Wednesday, Jan 08, 2014
FALLUJAH (AFP)--Masked gunmen remained in control of Iraq's Fallujah Wednesday even as traffic police returned to the city's streets after a jihadist group urged Sunnis to keep fighting the Shiite-led government.
Fallujah and parts of the Anbar provincial capital Ramadi farther west have been outside government hands for days--the first time militants have exercised such open control in major cities since the height of the insurgency that followed the 2003 U.S.-led invasion.
Earlier on Wednesday, two areas of Fallujah saw brief clashes and shelling, witnesses said, but it was not immediately clear who was involved in the fighting.
The traffic police, whose sole responsibility is directing vehicles and controlling intersections, were back on the streets in several parts of central Fallujah, an AFP journalist reported.
They were apparently back on duty with the blessing of the gunmen, whose allegiance was not immediately clear.

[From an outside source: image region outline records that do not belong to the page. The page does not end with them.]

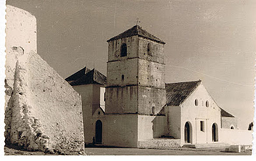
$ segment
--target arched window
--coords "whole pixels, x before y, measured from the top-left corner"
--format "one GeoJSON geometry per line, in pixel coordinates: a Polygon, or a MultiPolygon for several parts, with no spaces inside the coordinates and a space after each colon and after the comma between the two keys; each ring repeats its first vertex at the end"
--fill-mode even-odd
{"type": "Polygon", "coordinates": [[[198,100],[197,99],[195,100],[195,105],[196,106],[198,106],[198,100]]]}
{"type": "Polygon", "coordinates": [[[207,101],[206,102],[205,102],[205,106],[207,107],[209,107],[209,101],[207,101]]]}
{"type": "Polygon", "coordinates": [[[121,57],[125,57],[127,55],[127,46],[126,44],[123,43],[121,46],[121,57]]]}

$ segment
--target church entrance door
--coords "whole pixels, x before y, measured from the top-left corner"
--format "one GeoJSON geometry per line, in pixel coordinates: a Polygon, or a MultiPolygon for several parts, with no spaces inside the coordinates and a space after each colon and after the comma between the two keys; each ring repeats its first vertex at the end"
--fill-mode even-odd
{"type": "Polygon", "coordinates": [[[185,142],[191,143],[192,141],[192,127],[189,122],[186,122],[185,126],[185,142]]]}
{"type": "Polygon", "coordinates": [[[99,120],[96,121],[95,130],[96,144],[102,144],[102,123],[99,120]]]}
{"type": "Polygon", "coordinates": [[[211,130],[212,141],[218,141],[218,125],[216,123],[213,124],[211,130]]]}

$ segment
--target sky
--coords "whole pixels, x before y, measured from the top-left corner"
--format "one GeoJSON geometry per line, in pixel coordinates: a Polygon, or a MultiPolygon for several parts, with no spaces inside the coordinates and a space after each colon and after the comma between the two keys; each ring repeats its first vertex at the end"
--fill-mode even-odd
{"type": "Polygon", "coordinates": [[[253,117],[256,1],[7,0],[35,16],[37,50],[66,78],[87,66],[106,74],[109,38],[132,27],[164,40],[165,81],[200,79],[246,129],[253,117]]]}

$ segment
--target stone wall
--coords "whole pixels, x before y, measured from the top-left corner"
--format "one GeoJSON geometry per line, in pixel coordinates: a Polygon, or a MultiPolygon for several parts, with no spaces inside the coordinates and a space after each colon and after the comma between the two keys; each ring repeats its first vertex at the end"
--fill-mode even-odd
{"type": "Polygon", "coordinates": [[[5,108],[13,89],[15,64],[20,56],[36,52],[36,19],[29,12],[10,5],[6,8],[5,108]]]}
{"type": "Polygon", "coordinates": [[[36,54],[35,17],[7,5],[6,19],[6,144],[83,153],[81,96],[36,54]]]}

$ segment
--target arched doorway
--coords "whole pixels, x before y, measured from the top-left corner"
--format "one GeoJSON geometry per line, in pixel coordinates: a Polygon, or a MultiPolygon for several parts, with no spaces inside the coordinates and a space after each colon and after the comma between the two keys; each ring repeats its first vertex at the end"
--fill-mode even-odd
{"type": "Polygon", "coordinates": [[[186,122],[185,126],[185,142],[186,143],[192,143],[192,126],[189,122],[186,122]]]}
{"type": "Polygon", "coordinates": [[[218,141],[218,125],[216,123],[214,123],[211,128],[212,140],[214,142],[218,141]]]}
{"type": "Polygon", "coordinates": [[[99,120],[96,121],[95,138],[96,144],[102,144],[102,123],[99,120]]]}

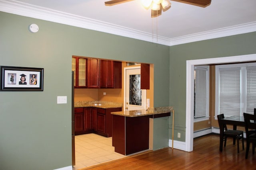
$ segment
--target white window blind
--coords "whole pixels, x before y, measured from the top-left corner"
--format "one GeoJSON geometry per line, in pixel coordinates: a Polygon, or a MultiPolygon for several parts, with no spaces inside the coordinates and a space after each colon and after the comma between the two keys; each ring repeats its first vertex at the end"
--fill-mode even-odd
{"type": "Polygon", "coordinates": [[[246,113],[254,113],[256,108],[256,66],[246,67],[246,113]]]}
{"type": "Polygon", "coordinates": [[[195,67],[194,118],[208,116],[208,69],[195,67]]]}
{"type": "Polygon", "coordinates": [[[240,115],[240,68],[219,70],[219,112],[240,115]]]}

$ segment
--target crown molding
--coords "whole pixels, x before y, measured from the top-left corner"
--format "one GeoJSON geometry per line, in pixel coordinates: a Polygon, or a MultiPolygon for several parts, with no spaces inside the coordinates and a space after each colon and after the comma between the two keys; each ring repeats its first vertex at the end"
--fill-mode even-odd
{"type": "Polygon", "coordinates": [[[169,46],[234,35],[256,31],[256,21],[171,39],[169,46]]]}
{"type": "Polygon", "coordinates": [[[0,0],[0,11],[171,46],[256,31],[256,22],[170,39],[14,0],[0,0]]]}

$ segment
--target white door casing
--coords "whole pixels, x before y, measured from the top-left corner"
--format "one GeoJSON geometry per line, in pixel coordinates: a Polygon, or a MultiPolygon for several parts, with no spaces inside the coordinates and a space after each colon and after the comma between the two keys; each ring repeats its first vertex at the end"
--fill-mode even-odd
{"type": "Polygon", "coordinates": [[[140,89],[140,66],[125,67],[124,111],[146,108],[146,90],[140,89]]]}

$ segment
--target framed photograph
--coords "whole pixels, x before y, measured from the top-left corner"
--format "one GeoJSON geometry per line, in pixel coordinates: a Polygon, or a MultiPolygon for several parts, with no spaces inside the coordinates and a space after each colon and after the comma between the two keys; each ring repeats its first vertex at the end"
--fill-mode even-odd
{"type": "Polygon", "coordinates": [[[1,66],[1,91],[43,91],[44,68],[1,66]]]}

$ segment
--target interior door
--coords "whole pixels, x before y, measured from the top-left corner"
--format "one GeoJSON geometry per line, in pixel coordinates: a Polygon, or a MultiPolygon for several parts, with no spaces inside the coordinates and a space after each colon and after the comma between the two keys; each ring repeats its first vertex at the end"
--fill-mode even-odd
{"type": "Polygon", "coordinates": [[[124,111],[146,109],[146,90],[140,89],[140,66],[124,68],[124,111]]]}

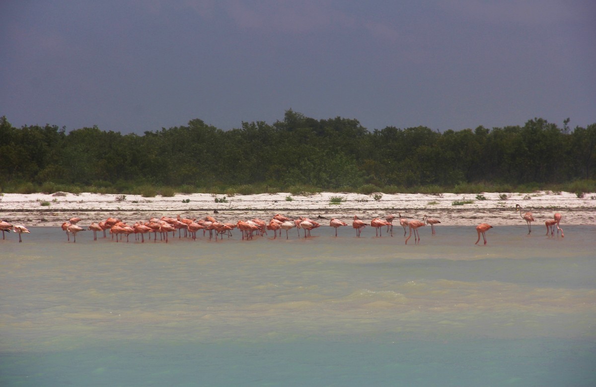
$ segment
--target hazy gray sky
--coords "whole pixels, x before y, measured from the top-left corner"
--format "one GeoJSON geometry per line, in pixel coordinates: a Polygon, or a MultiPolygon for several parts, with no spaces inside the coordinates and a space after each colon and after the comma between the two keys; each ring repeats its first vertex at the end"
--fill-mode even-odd
{"type": "Polygon", "coordinates": [[[594,0],[5,0],[0,116],[123,133],[596,123],[594,0]]]}

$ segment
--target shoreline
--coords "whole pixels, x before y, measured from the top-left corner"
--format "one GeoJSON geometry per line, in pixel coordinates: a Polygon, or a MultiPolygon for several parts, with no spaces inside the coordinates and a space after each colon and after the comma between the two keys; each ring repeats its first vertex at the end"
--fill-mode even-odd
{"type": "Polygon", "coordinates": [[[290,217],[318,218],[322,224],[335,217],[349,224],[355,215],[367,221],[401,213],[409,219],[421,219],[426,214],[447,226],[476,226],[481,223],[519,226],[525,224],[515,210],[516,204],[519,204],[524,211],[532,213],[536,226],[544,226],[544,221],[552,219],[555,213],[563,215],[561,224],[596,225],[596,194],[586,194],[583,198],[578,198],[571,192],[486,192],[478,197],[475,194],[451,193],[364,195],[321,192],[300,196],[280,192],[233,196],[177,194],[171,197],[158,195],[153,198],[90,193],[4,194],[0,196],[0,219],[28,227],[59,226],[74,216],[81,218],[80,225],[88,226],[108,217],[129,223],[151,217],[175,217],[178,214],[197,219],[210,216],[220,221],[236,222],[255,217],[268,220],[275,214],[281,214],[290,217]],[[502,198],[503,195],[507,195],[506,199],[502,198]],[[334,197],[340,197],[344,201],[332,204],[331,199],[334,197]],[[216,202],[216,198],[225,198],[226,201],[216,202]],[[454,204],[461,201],[465,204],[454,204]]]}

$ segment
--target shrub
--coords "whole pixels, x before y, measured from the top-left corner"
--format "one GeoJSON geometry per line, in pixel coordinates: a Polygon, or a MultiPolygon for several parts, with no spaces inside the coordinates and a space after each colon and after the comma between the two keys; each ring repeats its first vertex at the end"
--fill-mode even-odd
{"type": "Polygon", "coordinates": [[[463,205],[464,204],[471,204],[473,200],[455,200],[451,202],[451,205],[463,205]]]}
{"type": "Polygon", "coordinates": [[[56,184],[52,182],[46,182],[41,185],[41,192],[44,194],[54,194],[57,191],[56,184]]]}
{"type": "Polygon", "coordinates": [[[162,187],[160,194],[164,198],[171,198],[176,195],[176,191],[172,187],[162,187]]]}
{"type": "Polygon", "coordinates": [[[178,188],[178,192],[182,194],[194,194],[197,191],[196,188],[193,186],[185,184],[178,188]]]}
{"type": "Polygon", "coordinates": [[[374,184],[365,184],[360,187],[358,192],[364,195],[370,195],[373,192],[378,192],[380,191],[381,189],[374,184]]]}
{"type": "Polygon", "coordinates": [[[239,195],[254,195],[257,193],[257,189],[254,186],[243,184],[236,189],[236,193],[239,195]]]}
{"type": "Polygon", "coordinates": [[[331,204],[339,204],[347,199],[342,196],[331,196],[329,198],[329,202],[331,204]]]}
{"type": "Polygon", "coordinates": [[[308,187],[303,185],[293,185],[290,187],[290,193],[294,196],[311,196],[315,194],[316,190],[313,190],[312,187],[308,187]]]}
{"type": "Polygon", "coordinates": [[[144,186],[141,187],[139,191],[141,196],[144,198],[154,198],[157,195],[157,191],[151,186],[144,186]]]}
{"type": "Polygon", "coordinates": [[[402,194],[405,191],[403,187],[399,187],[396,185],[388,185],[385,186],[383,188],[383,192],[386,194],[402,194]]]}

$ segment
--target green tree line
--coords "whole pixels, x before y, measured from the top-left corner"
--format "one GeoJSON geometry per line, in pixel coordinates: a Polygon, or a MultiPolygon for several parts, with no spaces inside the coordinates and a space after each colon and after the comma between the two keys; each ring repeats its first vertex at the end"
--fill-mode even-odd
{"type": "Polygon", "coordinates": [[[394,191],[489,182],[517,187],[593,180],[596,124],[570,129],[542,118],[523,126],[440,133],[424,126],[370,131],[355,119],[316,120],[292,110],[272,124],[224,131],[200,119],[142,135],[97,126],[13,127],[0,118],[0,188],[74,185],[209,189],[303,185],[394,191]]]}

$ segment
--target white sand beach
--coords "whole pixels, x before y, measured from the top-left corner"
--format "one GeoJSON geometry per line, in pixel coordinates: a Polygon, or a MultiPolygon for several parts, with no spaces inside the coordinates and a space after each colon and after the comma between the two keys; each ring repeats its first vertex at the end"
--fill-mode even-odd
{"type": "Polygon", "coordinates": [[[561,224],[596,224],[596,193],[586,194],[583,198],[571,192],[508,193],[504,199],[502,193],[482,195],[484,199],[479,199],[475,194],[450,193],[363,195],[321,192],[300,196],[280,192],[232,196],[178,194],[172,197],[157,195],[153,198],[89,193],[4,194],[0,196],[0,219],[26,226],[59,226],[75,216],[81,218],[80,224],[88,225],[110,216],[129,223],[178,214],[190,218],[209,215],[221,221],[236,221],[255,217],[268,219],[275,214],[281,214],[322,220],[336,217],[348,222],[354,215],[366,220],[401,213],[411,219],[421,219],[427,214],[439,220],[443,225],[488,223],[504,226],[523,224],[520,213],[515,210],[516,205],[519,204],[524,211],[532,213],[536,226],[544,226],[544,222],[552,219],[555,213],[563,215],[561,224]],[[344,201],[331,203],[331,198],[334,196],[344,201]],[[216,198],[224,198],[226,202],[216,202],[216,198]],[[471,202],[454,204],[457,201],[471,202]]]}

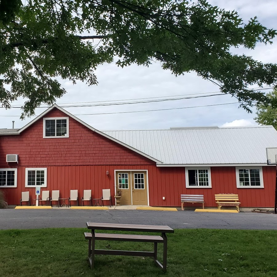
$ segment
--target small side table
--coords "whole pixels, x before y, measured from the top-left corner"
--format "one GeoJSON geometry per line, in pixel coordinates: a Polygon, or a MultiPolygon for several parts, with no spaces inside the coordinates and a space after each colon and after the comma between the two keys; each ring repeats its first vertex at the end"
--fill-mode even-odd
{"type": "Polygon", "coordinates": [[[99,201],[101,200],[101,198],[94,198],[93,200],[95,202],[95,204],[94,205],[94,206],[97,206],[97,204],[98,204],[98,206],[99,207],[101,206],[101,204],[99,202],[99,201]]]}
{"type": "Polygon", "coordinates": [[[65,203],[65,200],[66,199],[68,199],[68,198],[60,198],[60,200],[62,200],[63,201],[62,204],[61,205],[61,208],[62,207],[63,205],[65,205],[66,207],[67,208],[67,205],[65,203]]]}

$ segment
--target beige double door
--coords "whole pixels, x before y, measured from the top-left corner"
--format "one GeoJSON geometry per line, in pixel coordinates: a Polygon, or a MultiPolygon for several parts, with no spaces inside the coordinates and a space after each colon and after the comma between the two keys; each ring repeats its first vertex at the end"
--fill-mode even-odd
{"type": "Polygon", "coordinates": [[[116,171],[117,190],[122,191],[120,205],[147,205],[146,171],[116,171]]]}

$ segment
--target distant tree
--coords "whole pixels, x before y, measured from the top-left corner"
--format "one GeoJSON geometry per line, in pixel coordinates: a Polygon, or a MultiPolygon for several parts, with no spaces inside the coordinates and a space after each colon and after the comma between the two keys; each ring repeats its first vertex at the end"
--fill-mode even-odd
{"type": "Polygon", "coordinates": [[[270,102],[249,85],[277,84],[276,65],[230,50],[271,43],[276,31],[256,17],[245,24],[236,12],[206,0],[0,2],[5,9],[0,13],[0,104],[8,108],[24,97],[22,118],[65,93],[57,77],[95,84],[97,66],[118,57],[122,67],[157,61],[176,75],[195,71],[237,98],[248,112],[257,102],[270,102]]]}
{"type": "MultiPolygon", "coordinates": [[[[277,89],[275,89],[267,95],[271,99],[277,99],[277,89]]],[[[270,104],[260,104],[257,105],[257,117],[254,119],[261,125],[272,125],[277,130],[277,107],[272,107],[270,104]]]]}

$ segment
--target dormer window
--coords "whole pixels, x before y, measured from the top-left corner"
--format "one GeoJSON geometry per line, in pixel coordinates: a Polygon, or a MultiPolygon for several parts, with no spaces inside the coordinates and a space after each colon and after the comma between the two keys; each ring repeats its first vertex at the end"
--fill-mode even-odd
{"type": "Polygon", "coordinates": [[[43,138],[68,138],[68,117],[52,117],[43,118],[43,138]]]}

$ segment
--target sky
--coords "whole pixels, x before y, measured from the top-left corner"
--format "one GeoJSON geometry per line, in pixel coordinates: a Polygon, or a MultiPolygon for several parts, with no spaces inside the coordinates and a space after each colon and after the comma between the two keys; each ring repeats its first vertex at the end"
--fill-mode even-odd
{"type": "MultiPolygon", "coordinates": [[[[256,16],[263,26],[268,28],[277,28],[277,1],[275,0],[210,0],[209,2],[226,10],[236,10],[246,22],[256,16]]],[[[236,51],[238,54],[252,56],[263,62],[277,63],[276,39],[271,45],[259,44],[254,50],[242,48],[236,51]]],[[[219,90],[217,86],[197,76],[195,72],[186,73],[176,77],[169,70],[162,69],[159,62],[153,62],[149,67],[132,65],[123,69],[118,67],[115,63],[104,64],[98,68],[96,73],[98,82],[97,86],[89,87],[85,83],[79,82],[73,85],[69,81],[61,80],[62,86],[67,93],[57,99],[57,104],[78,103],[76,104],[80,105],[80,102],[99,104],[101,101],[155,97],[159,99],[166,96],[185,94],[189,94],[187,95],[188,96],[196,96],[198,95],[196,94],[215,92],[219,90]]],[[[24,99],[20,99],[12,104],[22,105],[24,102],[24,99]]],[[[249,114],[243,109],[239,108],[237,103],[218,105],[234,102],[237,102],[235,98],[228,95],[222,95],[157,102],[63,108],[100,130],[257,125],[253,119],[256,115],[255,108],[252,109],[253,113],[249,114]],[[215,105],[218,105],[212,106],[215,105]],[[170,109],[207,105],[211,106],[170,109]],[[126,112],[165,109],[168,109],[126,112]],[[118,112],[122,113],[110,113],[118,112]]],[[[46,109],[36,109],[36,115],[39,115],[46,109]]],[[[15,122],[15,128],[21,128],[34,118],[32,117],[22,121],[19,118],[21,114],[20,109],[7,110],[0,109],[0,128],[12,128],[13,120],[15,122]]]]}

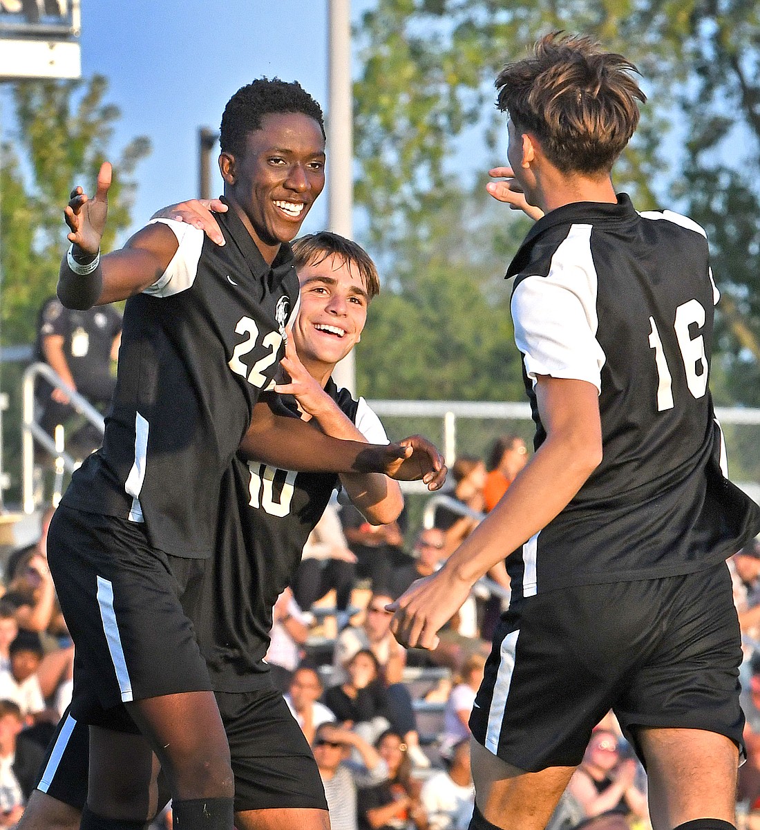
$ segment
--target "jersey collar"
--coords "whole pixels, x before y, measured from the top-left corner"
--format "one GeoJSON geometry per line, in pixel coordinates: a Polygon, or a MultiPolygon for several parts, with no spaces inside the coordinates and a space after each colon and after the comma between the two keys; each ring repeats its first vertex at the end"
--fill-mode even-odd
{"type": "Polygon", "coordinates": [[[530,256],[533,243],[549,228],[557,225],[592,225],[597,222],[607,222],[611,219],[629,222],[637,216],[627,193],[618,193],[616,204],[611,202],[572,202],[557,208],[543,216],[530,229],[509,263],[504,279],[508,280],[520,272],[530,256]]]}

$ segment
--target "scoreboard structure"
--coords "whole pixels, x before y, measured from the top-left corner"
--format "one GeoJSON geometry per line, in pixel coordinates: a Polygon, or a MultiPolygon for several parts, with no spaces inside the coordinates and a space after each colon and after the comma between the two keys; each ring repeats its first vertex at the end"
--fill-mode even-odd
{"type": "Polygon", "coordinates": [[[80,0],[0,0],[0,81],[79,78],[80,0]]]}

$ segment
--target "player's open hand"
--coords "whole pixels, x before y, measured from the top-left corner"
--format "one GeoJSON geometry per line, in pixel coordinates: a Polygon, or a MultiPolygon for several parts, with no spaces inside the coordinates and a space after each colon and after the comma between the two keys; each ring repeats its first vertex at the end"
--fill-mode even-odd
{"type": "Polygon", "coordinates": [[[442,568],[413,582],[395,602],[386,605],[393,614],[391,631],[407,648],[437,648],[438,631],[460,609],[470,585],[442,568]]]}
{"type": "Polygon", "coordinates": [[[214,213],[226,213],[227,206],[221,199],[188,199],[156,211],[151,219],[176,219],[202,231],[217,245],[224,245],[224,236],[214,213]]]}
{"type": "Polygon", "coordinates": [[[278,383],[275,392],[280,395],[293,395],[298,405],[304,412],[317,417],[321,411],[335,404],[330,396],[322,388],[319,381],[313,378],[301,363],[293,341],[293,331],[288,330],[285,340],[285,354],[280,365],[290,376],[289,383],[278,383]]]}
{"type": "Polygon", "coordinates": [[[108,216],[108,188],[111,186],[111,165],[106,161],[100,165],[95,194],[90,198],[82,188],[76,187],[63,211],[63,217],[71,233],[66,235],[83,251],[92,254],[100,248],[100,237],[108,216]]]}
{"type": "Polygon", "coordinates": [[[397,444],[389,444],[395,457],[389,459],[385,474],[399,481],[422,481],[428,490],[440,490],[446,480],[443,456],[427,438],[412,435],[397,444]]]}
{"type": "Polygon", "coordinates": [[[540,219],[543,216],[540,208],[528,203],[525,193],[514,178],[511,167],[494,167],[488,171],[488,174],[494,178],[504,179],[502,182],[489,182],[485,185],[485,189],[494,199],[508,204],[510,210],[521,210],[531,219],[540,219]]]}

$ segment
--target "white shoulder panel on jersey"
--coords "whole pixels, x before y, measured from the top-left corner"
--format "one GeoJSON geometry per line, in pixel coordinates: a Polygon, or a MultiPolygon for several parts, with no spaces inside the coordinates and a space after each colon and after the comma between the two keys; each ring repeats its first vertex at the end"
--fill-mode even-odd
{"type": "Polygon", "coordinates": [[[198,272],[198,261],[203,247],[203,232],[186,222],[176,219],[152,219],[149,224],[161,222],[168,225],[177,237],[179,247],[172,257],[166,271],[158,281],[143,291],[154,297],[169,297],[173,294],[186,291],[195,281],[198,272]]]}
{"type": "Polygon", "coordinates": [[[573,225],[547,276],[524,278],[512,295],[514,340],[533,383],[539,374],[585,380],[602,391],[605,354],[597,339],[597,271],[591,225],[573,225]]]}
{"type": "Polygon", "coordinates": [[[374,410],[363,398],[358,400],[356,409],[356,428],[371,444],[389,444],[388,437],[385,434],[385,427],[374,410]]]}
{"type": "Polygon", "coordinates": [[[639,213],[639,216],[642,219],[665,219],[667,222],[672,222],[675,225],[680,225],[681,227],[694,231],[707,239],[707,232],[704,228],[699,222],[689,219],[688,216],[684,216],[682,213],[675,213],[672,210],[646,210],[639,213]]]}
{"type": "MultiPolygon", "coordinates": [[[[675,213],[671,210],[647,210],[643,211],[639,214],[643,219],[665,219],[666,222],[672,222],[674,224],[680,225],[681,227],[688,228],[689,231],[694,231],[695,233],[699,233],[700,236],[704,237],[707,239],[707,232],[704,228],[694,221],[694,219],[689,219],[688,216],[684,216],[681,213],[675,213]]],[[[708,274],[710,278],[710,284],[713,286],[713,305],[717,305],[719,300],[720,300],[720,291],[718,290],[718,286],[715,285],[715,281],[713,279],[713,269],[709,268],[708,274]]]]}

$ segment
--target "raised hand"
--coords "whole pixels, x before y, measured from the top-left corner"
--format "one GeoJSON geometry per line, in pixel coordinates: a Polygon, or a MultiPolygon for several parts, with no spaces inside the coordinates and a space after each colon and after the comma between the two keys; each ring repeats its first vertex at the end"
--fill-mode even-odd
{"type": "Polygon", "coordinates": [[[309,374],[301,363],[295,350],[292,330],[289,329],[287,334],[285,354],[280,365],[290,376],[290,382],[278,383],[275,387],[275,392],[280,395],[293,395],[304,413],[317,417],[324,407],[332,407],[334,403],[319,381],[309,374]]]}
{"type": "Polygon", "coordinates": [[[98,173],[95,197],[90,198],[77,186],[71,191],[69,203],[63,212],[64,220],[71,232],[66,238],[82,252],[93,256],[100,248],[100,238],[108,215],[108,188],[110,186],[111,165],[106,161],[100,165],[98,173]]]}
{"type": "Polygon", "coordinates": [[[443,456],[436,447],[421,435],[412,435],[397,444],[389,444],[391,457],[385,474],[399,481],[418,481],[421,479],[428,490],[440,490],[446,479],[446,466],[443,456]],[[401,452],[399,452],[401,450],[401,452]]]}
{"type": "Polygon", "coordinates": [[[525,193],[519,183],[514,178],[514,171],[511,167],[494,167],[488,171],[494,178],[504,178],[502,182],[489,182],[485,189],[498,202],[504,202],[509,206],[510,210],[521,210],[531,219],[540,219],[543,211],[540,208],[528,203],[525,193]]]}
{"type": "Polygon", "coordinates": [[[188,199],[156,211],[151,219],[176,219],[202,231],[217,245],[224,245],[224,236],[214,213],[226,213],[227,206],[221,199],[188,199]]]}

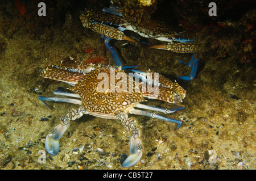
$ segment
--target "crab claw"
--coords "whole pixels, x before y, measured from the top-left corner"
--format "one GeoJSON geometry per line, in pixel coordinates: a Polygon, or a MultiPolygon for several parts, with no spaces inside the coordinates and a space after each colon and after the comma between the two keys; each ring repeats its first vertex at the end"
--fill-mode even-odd
{"type": "Polygon", "coordinates": [[[55,155],[59,151],[59,140],[69,127],[69,121],[59,124],[49,132],[46,139],[46,149],[48,153],[55,155]]]}
{"type": "Polygon", "coordinates": [[[193,55],[191,60],[190,60],[189,64],[179,60],[180,62],[187,65],[190,68],[190,75],[189,76],[179,76],[178,78],[184,81],[192,81],[196,77],[196,73],[198,68],[198,60],[196,58],[195,54],[193,55]]]}
{"type": "Polygon", "coordinates": [[[122,166],[123,167],[129,167],[137,163],[142,155],[143,146],[141,140],[141,130],[135,127],[133,130],[130,138],[130,153],[131,154],[123,162],[122,166]]]}

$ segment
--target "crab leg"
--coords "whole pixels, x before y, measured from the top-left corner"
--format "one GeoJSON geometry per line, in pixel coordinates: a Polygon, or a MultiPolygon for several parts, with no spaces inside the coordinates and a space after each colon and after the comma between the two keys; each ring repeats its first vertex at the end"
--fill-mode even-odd
{"type": "Polygon", "coordinates": [[[110,52],[112,58],[114,60],[114,62],[117,66],[121,66],[122,70],[125,70],[126,69],[134,69],[138,66],[138,65],[123,65],[123,62],[119,57],[115,49],[109,44],[109,41],[110,41],[112,39],[105,37],[103,35],[101,35],[101,36],[103,39],[104,39],[105,45],[106,46],[106,49],[110,52]]]}
{"type": "Polygon", "coordinates": [[[155,113],[151,113],[151,112],[147,112],[145,111],[138,110],[135,110],[135,109],[131,109],[130,111],[130,112],[131,113],[133,113],[134,115],[146,116],[148,116],[148,117],[152,117],[152,118],[158,119],[161,120],[175,123],[177,124],[177,127],[176,127],[176,129],[179,129],[182,125],[182,122],[179,120],[166,117],[164,116],[156,114],[155,113]]]}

The gunmen were deployed in areas around the edge of the city, at the entrances of neighborhoods, and on bridges--including one from which the bodies of American contractors were infamously hung in 2004, prompting the first of two U.S. assaults on Fallujah that year.
Some shops in the city reopened, and light traffic returned to the streets. But the city still faces the threat of an assault by soldiers deployed nearby.
The al Qaeda-linked Islamic State of Iraq and the Levant (ISIL) has been active in Fallujah, but so have anti-government tribes.
The security forces have meanwhile recruited their own tribal allies in the fighting that has raged in Anbar province for more than a week and killed over 250 people.
Near the provincial capital Ramadi, soldiers backed by helicopters battled gunmen in the Khaldiyah area, a police captain said.
The fighting came after the release late Tuesday of an audio recording purportedly from ISIL spokesman Abu Mohammed al-Adnani urging Sunnis to continue fighting the Shiite-led government.
"Oh Sunni people, you were forced to take up the weapon," Adnani said.
"Do not lay the weapon down, because if you put it down this time, the (Shiites) will enslave you and you will not rise again."
Defense ministry spokesman Staff Lieutenant General Mohammed al-Askari said Tuesday that soldiers deployed near Fallujah would hold off on assaulting the city for now for fear of civilian casualties.
Attacking the Sunni-majority city would also be extremely sensitive politically, as it would inflame already high tensions between the Sunni Arab minority and the government.
And it would be a major test for Iraqi security forces, which have yet to undertake such a major operation without the backing of U.S. troops, who withdrew in December 2011.